The shadow health secretary is working hard to demonstrate causation between the NHS’s problems and the use of the private sector, and his speech will have a significant impact on local decisions
Andy Burnham’s powerful speech launching Labour’s summer offensive on the NHS is undoubtedly good politics. Even the Tory supporting media has decided there is a “crisis” in the NHS and HSJ’s recent polling shows Mr Burnham’s chosen target - the use of private sector suppliers - makes the public feel decidedly uneasy.
Whether it is good policy making is another matter. Michael White picks up on HSJ’s warning that such broad attacks can paint future ministers into tight corners.
Time will tell on both points.
Politicising the position
What is more interesting is to examine how Mr Burnham’s tactics will affect the approach of commissioners over the next 10 months.
By formally asking NHS England chief executive Simon Stevens to place a moratorium on the tendering of “clinical contracts”, Mr Burnham is doing two things: he is attempting to politicise the position of the erstwhile commissioning board, and he is putting a shot across the bows both of commissioners keen on using competition and their potential private sector suppliers.
‘Burnham is working hard to demonstrate causation between the NHS’s problems and the use of the private sector’
The shadow health secretary is working hard to demonstrate causation between the NHS’s problems and the use of the private sector, though he will know most of his “evidence” is actually correlation.
NHS England, of course, has embarked on a major piece of evidence collection itself - which will result in the publication of a medium-to-long term vision for the NHS this autumn.
As HSJ has suggested before, this will be the most important health policy intervention for over a decade. Mr Burnham knows Mr Stevens can only respond to the moratorium call by stating he will do what is best for patients, but the Labour front-bencher wants to highlight the potential risk NHS England would be taking should its plans favour the greater use of non-NHS providers.
Burnham’s impact
The impact Mr Burnham’s speech will have on local decisions being considered today will be significant. It will fire up local opposition - but more importantly it will embolden those resisting use of competition from within.
Across the country, and especially in the north, clinical commissioning groups and, indeed, the leadership of some NHS England area teams will start making noises about how delaying contract tenders constitutes “sensible risk management in the light of political uncertainty”.

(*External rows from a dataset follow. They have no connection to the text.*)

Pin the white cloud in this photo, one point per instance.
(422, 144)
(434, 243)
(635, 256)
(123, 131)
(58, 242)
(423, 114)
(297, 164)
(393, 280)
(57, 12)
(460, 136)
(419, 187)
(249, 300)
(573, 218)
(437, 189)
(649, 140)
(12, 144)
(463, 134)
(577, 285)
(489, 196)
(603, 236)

Elsewhere, where competition is being more readily embraced, there will be understandable nervousness. Labour will admit privately that, should it come into government, it would not immediately be able to start ripping up private sector contracts. However, the kind of major tenders being envisaged by Cambridgeshire and Peterborough CCG for example, require a reasonably clear view of long term development to work well.
‘Andy Burnham has already, though perhaps only temporarily, put the brakes on the NHS’s use of the private sector’
The double impact of Mr Burnham’s move will be that: these major contracts are likely (as admittedly they always were) to be won by NHS providers; and that private sector suppliers will withdraw from competition of their own volition or, as result, of the inability to raise funds from concerned investors. So, Mr Burnham has already, though perhaps only temporarily, put the brakes on the NHS’s use of the private sector long before the election result is known.
Some CCGs, of course, will not be discouraged from employing non-NHS suppliers and will back their ability to show any incoming government that they have made the right call. For Labour, the next step must be to better define what it means by “clinical services”. Many, for example, would have been surprised by Mr Burnham’s mention of “patient transport”.
They also need to consider how this policy affects the party’s desire to allow smaller businesses more access to state funded work - much recent growth in the health sector has come from NHS community services contracts being won by locally based private suppliers.